Recycling Your iPhone Could Save New York City From Tons of Hazardous Waste
To minimize the negative impacts of irresponsible electronics disposal, City College of New York (CCNY) should initiate a more inclusive campus-wide e-waste collections and management program.
This piece was co-authored along with Aizkiwe Calhoun, Ingrid Muro, Maria Stern, and Adam Atia.
Effective January 1, 2007, cell phone retailers in New York City were required to take back old wireless phones from consumers for reuse or recycling. Starting April 1, 2011 New York State law requires all manufacturers to take back old, out-of-use electronics from consumers. Though New York has implemented these laws, there is little done in the way of raising awareness and making responsible disposal more accessible.
Quite a few universities nation-wide have implemented campus-wide electronics recycling initiatives. Examples range from the University of Louisville’s campus-wide rechargeable battery collection and recycling program to the University of Utah’s awareness campaign around the disposing of household electronic waste. Among The City University of New York (CUNY) campuses, Lehman College has been the most progressive with regards to electronic waste by implementing an initiative requiring the refurbishment and re-use of college-owned electronics containing hazardous waste, such as heavy metals.
To reduce the amount of hazardous materials in landfills or incinerators, CCNY should implement a campus-wide initiative, allowing students and faculty to bring old cell phones, household rechargeable batteries and cell phone chargers to designated areas on campus for disposal. These collected appliances would be responsibly disposed of along with the rest of the campus’ e-waste. This would have a significant impact, because the campus would be a point of e-waste collection and disposal for students and faculty members, not just for the electronics the college uses.
Electronic waste is considered the fastest growing piece of the nation’s municipal waste stream. CCNY, in particular, throws away computers and printers that end up in the regular waste stream. With a total enrollment of nearly 10,000 students in fall 2010, CCNY will be able to make a severe dent in the harmful impacts of improper electronic waste disposal in New York City According to the Natural Resources Defense Council, electronic waste accounts for about 70 percent of the heavy metals found in municipal landfills (including lead, mercury, arsenic and cadmium) that can leach into water supplies. Some of these electronics end up at an incinerator in Newark, which burns city trash, sending a toxic fumes into the region’s air. By making the campus a collection point for electronic waste, universities of the same size and capacity in the New York metropolitan area will not only be able raise awareness about the topic (via a campaign around the project), but will also make it much easier for private individuals to dispose of their old electronics. There will be no additional cost to CCNY as all the e-waste collected can be added to CCNY waste management’s existing e-waste stream, which currently only processes electronics used on campus by the college.

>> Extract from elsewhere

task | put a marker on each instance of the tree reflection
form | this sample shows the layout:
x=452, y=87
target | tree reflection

The first step in implementing such an idea would be to acquire knowledge of the existing e-waste management program on the CCNY campus. This would give project managers an idea of the improvements that could be made and the impact the project would have. The second step would be to co-ordinate with CCNY Green – the existing environmental sustainability department on campus. Where such departments exist on other campuses, ideally, the environmental sustainability program would already have some ideas on the capacity and size of the institution and how feasible the project would be at the given campus. Depending upon feasibility, the next step would be to coordinate with the waste management or facilities department and inform them of the initiative and find out the locations where e-waste disposal bins could be placed for students and faculty to dispose of electronics. Each location should also clearly indicate which electronics will be accepted for disposal. Coinciding with this would be an awareness campaign informing students and faculty of the accessibility of e-waste disposal on campus.